5. Conclusions and Perspectives

Over the years, a number of methods have been developed to detect apoptosis. There are several microscopic techniques such as optical microscopy, the TUNEL assay and flow cytometry [216]. These conventional apoptosis detection methods are complementary to noninvasive imaging techniques and provide critical standards to confirm the specificity of the apoptotic signal provided by various preclinical and clinical imaging methods. Research in the past decades has produced a wealth of macroscopic imaging methods, in various stages of development, based on use of nanoparticles, proteins, peptides and small organic molecules. The potential of these probes for effective imaging of apoptosis in vivo could benefit many areas of clinical medicine. Nevertheless, the current enthusiasm for clinical applications has been dampened by the inherent difficulties of developing clinical imaging agents and by the recognition that no agent has cleared the obstacles and reached the market to date.

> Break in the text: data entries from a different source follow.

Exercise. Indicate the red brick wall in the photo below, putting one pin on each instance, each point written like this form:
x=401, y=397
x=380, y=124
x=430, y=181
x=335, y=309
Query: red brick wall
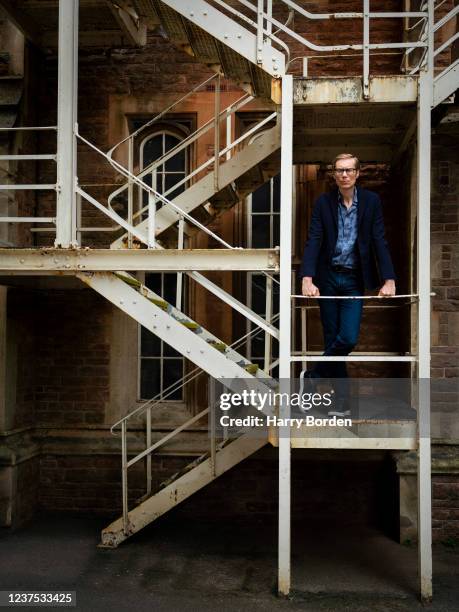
x=72, y=373
x=445, y=507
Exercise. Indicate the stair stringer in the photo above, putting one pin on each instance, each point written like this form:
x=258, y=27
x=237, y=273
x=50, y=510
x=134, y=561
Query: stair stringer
x=203, y=190
x=182, y=488
x=171, y=331
x=231, y=34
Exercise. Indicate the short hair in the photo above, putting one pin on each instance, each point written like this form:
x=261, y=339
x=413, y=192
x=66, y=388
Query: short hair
x=347, y=156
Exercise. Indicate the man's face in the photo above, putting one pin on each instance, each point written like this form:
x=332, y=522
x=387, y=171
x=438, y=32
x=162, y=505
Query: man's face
x=345, y=173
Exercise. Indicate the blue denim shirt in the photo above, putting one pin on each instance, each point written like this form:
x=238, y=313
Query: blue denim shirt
x=345, y=250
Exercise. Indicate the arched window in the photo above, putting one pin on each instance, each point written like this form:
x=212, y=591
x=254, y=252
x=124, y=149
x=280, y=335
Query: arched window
x=172, y=171
x=160, y=364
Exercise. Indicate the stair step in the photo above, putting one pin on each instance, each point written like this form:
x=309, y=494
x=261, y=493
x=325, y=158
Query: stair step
x=251, y=368
x=184, y=470
x=189, y=324
x=129, y=280
x=220, y=346
x=160, y=303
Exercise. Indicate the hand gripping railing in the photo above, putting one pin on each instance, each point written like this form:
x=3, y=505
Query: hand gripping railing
x=258, y=16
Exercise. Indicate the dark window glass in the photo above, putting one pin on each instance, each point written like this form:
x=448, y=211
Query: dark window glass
x=173, y=372
x=150, y=378
x=177, y=162
x=152, y=149
x=258, y=294
x=261, y=198
x=171, y=180
x=260, y=231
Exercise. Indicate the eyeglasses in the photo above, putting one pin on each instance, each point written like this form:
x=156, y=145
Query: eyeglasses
x=341, y=171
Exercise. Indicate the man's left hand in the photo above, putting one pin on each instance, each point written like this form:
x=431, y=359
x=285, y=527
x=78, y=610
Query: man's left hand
x=387, y=289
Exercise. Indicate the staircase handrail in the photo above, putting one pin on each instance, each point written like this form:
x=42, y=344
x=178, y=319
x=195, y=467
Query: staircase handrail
x=182, y=382
x=424, y=35
x=266, y=22
x=438, y=25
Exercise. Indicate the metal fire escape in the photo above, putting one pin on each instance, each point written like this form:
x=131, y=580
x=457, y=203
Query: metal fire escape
x=248, y=43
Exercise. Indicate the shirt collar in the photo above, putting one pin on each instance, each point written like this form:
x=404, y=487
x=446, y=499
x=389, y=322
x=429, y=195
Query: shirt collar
x=355, y=199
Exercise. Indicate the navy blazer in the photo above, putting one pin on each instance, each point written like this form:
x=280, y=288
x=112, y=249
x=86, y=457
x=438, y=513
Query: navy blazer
x=371, y=242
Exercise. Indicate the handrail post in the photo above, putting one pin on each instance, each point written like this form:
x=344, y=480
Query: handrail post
x=148, y=444
x=260, y=31
x=269, y=25
x=67, y=88
x=229, y=131
x=130, y=189
x=213, y=447
x=366, y=49
x=217, y=132
x=268, y=317
x=124, y=480
x=179, y=292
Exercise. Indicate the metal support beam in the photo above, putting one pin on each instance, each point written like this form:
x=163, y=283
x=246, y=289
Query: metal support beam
x=45, y=261
x=284, y=330
x=66, y=120
x=423, y=333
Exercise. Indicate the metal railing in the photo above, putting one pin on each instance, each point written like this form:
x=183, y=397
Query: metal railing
x=258, y=17
x=30, y=186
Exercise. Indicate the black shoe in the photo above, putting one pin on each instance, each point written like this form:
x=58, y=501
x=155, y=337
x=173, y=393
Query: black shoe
x=308, y=379
x=341, y=409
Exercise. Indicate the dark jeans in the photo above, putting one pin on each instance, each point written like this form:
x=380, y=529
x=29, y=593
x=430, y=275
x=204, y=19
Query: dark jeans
x=341, y=323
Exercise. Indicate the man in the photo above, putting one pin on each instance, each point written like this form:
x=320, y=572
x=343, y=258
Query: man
x=345, y=233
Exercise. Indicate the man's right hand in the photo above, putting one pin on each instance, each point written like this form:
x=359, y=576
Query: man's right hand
x=308, y=288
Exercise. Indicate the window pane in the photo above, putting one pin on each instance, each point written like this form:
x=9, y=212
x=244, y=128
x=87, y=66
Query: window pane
x=149, y=377
x=260, y=231
x=171, y=180
x=170, y=142
x=150, y=344
x=261, y=198
x=153, y=149
x=168, y=351
x=172, y=372
x=176, y=163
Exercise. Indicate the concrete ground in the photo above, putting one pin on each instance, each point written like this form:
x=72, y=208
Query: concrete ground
x=172, y=566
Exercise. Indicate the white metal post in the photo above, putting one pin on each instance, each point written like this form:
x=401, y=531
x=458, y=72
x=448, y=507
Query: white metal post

Can the challenges associated with successful development of clinical imaging agents be overcome? The answer is YES. Advancements have numerous biochemical features of apoptosis that can serve as targets for imaging probes, as well as facilitate chemical design strategies, biological evaluation and improved translational research, which are all crucial to the success of clinical imaging agents that may outperform existing ones. Furthermore, with the advent of theranostics [217-221], the combination of apoptosis imaging strategies with therapy provides researchers and physicians with extraordinary insight into apoptosis and thus enlarges the armory for the fight against a range of diseases [222,223]. Consequently, it is our genuine belief that there is convincing that one or more of these probes will clear the multiple hurdles of the drug development pathway to become clinically useful imaging agents in the not too distant future.

Acknowledgements

We acknowledge the financial support from The National Natural Science Foundation of China (No.30900377 and 81271634), Doctoral Fund of Ministry of Education of China (No. 20120162110070), Hunan Provincial Natural Science Foundation of China (12JJ1012), and the Intramural Research Program, National Institute of Biomedical Imaging and Bioengineering, National Institutes of Health.

Competing Interests

The authors have declared that no competing interest exists.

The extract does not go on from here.